Under the settlement, two of Lacks’s grandchildren will help decide which biomedical researchers will have access to the genetic information from her cells, called HeLa cells. Lacks, whose story was told in the 2010 best-selling book "The Immortal Life of Henrietta Lacks," died in 1951.
Some of the genetic diseases that might turn up include Fragile X syndrome, which can cause profound mental retardation, and Rett syndrome, which can cause a developmental disorder similar to autism, Erv said.
UNC's team will test healthy children alongside children who are suspected to have genetic diseases already, while Children's Mercy will work on a test it has already developed to rapidly screen babies fro 750 diseases caused by a single genetic defect, including muscular dystrophy, cystic fibrosis and polycystic kidney disease.
"We believe that 30 percent of the babies in our NICUs (neonatal intensive care units) are likely to benefit from next-day genome sequencing. This grant will generate the critical data to guide the use of rapid genome sequencing in the diagnosis and treatment of acutely ill babies," said Dr. Stephen Kingsmore, director of the Center for Pediatric Genomic Medicine at Children’s Mercy.
It does raise delicate questions. “What should doctors tell parents about what was found? How much will all of this cost?” Guttmacher said.
“What is the best way to deliver and present genome sequencing information to parents and clinicians?” added Green.
Another important question, says NHGRI’s Anastasia Wise, is how to handle what are called incidental findings – something discovered by accident. Do parents want to know, for instance, that their child carries a high genetic risk of a certain cancer?
“How do the parents feel? What do they understand?” added NICHD’S Tiina Urv.
There are medical questions, too. "Some of the disorders we pick up during screening are chemical abnormalities, but we don’t know whether they will actually cause problems for the child," said UCSF's Dr. Robert Nussbaum, who will direct one of the studies. "We’d like to know whether there is something in the children’s genes that determines whether these abnormalities actually will cause disease.”

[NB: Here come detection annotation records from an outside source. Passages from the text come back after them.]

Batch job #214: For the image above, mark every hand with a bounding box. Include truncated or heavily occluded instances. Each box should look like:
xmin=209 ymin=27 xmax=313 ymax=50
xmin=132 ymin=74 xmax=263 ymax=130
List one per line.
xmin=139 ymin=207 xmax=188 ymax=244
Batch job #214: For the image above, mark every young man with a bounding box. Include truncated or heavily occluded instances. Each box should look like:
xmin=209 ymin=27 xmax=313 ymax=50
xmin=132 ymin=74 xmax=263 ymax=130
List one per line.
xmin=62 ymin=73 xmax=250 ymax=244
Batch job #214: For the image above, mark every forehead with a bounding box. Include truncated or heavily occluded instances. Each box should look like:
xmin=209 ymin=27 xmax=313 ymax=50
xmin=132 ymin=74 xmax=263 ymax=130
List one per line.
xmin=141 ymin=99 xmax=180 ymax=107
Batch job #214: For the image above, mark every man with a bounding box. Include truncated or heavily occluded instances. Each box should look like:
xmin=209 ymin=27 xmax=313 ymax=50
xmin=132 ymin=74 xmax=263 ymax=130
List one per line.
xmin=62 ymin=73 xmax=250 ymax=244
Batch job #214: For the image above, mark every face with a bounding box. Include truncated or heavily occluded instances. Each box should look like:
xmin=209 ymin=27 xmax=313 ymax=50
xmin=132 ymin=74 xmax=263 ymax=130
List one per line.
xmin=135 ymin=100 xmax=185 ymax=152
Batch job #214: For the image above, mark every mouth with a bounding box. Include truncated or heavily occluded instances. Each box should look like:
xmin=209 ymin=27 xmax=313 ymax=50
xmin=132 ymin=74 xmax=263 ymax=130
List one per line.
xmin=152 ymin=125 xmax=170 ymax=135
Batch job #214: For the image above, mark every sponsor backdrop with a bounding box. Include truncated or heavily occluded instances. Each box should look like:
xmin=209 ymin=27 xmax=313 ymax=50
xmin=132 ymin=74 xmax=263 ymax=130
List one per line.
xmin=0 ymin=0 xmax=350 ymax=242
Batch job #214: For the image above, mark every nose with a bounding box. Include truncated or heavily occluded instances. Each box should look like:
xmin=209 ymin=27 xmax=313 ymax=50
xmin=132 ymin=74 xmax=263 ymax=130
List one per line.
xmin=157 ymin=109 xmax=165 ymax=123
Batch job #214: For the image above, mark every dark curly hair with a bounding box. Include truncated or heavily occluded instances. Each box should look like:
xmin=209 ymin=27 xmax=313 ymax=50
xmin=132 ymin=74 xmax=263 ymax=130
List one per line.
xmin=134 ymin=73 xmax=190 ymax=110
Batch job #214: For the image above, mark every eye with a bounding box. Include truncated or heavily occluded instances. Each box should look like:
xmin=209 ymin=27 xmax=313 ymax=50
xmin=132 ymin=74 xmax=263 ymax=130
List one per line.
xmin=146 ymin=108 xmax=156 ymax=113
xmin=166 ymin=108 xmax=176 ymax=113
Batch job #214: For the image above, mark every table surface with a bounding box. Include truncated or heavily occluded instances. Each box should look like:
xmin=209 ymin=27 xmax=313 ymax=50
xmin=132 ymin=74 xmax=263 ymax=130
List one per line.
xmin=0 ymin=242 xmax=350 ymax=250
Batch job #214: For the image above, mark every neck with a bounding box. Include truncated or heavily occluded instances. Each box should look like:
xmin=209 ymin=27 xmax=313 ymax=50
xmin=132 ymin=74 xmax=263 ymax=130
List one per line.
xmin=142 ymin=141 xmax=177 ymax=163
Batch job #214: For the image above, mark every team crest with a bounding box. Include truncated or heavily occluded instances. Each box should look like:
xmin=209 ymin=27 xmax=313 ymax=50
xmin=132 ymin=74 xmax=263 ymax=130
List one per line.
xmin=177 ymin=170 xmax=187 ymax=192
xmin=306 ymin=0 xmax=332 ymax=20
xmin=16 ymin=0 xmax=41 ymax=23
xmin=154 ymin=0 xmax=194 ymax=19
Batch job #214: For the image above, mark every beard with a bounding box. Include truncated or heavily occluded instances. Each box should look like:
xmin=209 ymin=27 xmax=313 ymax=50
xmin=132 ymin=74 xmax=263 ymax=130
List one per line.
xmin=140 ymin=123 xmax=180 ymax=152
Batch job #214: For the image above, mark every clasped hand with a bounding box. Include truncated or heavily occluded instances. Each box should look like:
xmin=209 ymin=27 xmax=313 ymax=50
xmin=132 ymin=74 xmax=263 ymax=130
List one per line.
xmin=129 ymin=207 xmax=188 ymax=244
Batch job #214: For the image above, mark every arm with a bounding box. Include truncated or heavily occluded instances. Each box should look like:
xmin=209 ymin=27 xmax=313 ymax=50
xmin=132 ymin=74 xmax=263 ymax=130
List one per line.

At least one consumer advocacy group, Public Citizen, expressed some concerns. “It’s actually proceeding to do genomic sequencing in newborns while at the same time trying to determine what are the ethical implications of that. Maybe they are getting ahead of themselves,” said the group’s Dr. Michael Carome.
Carome’s group has petitioned the Health and Human Services Department about different NIH research involving newborns, saying parents were not adequately informed of the dangers. That study involved more than 1,300 premature babies who were given differing amounts of oxygen to see if there was a difference in whether they survived and how healthy they were.
Premature babies given too much oxygen can become blind, while those given too little are more likely to die. In the trial, 20 percent of the babies given lower amounts of oxygen died, compared to 16 percent of those given more. Public Citizen’s complaint was that parent’s weren’t adequately told of the risks to their babies.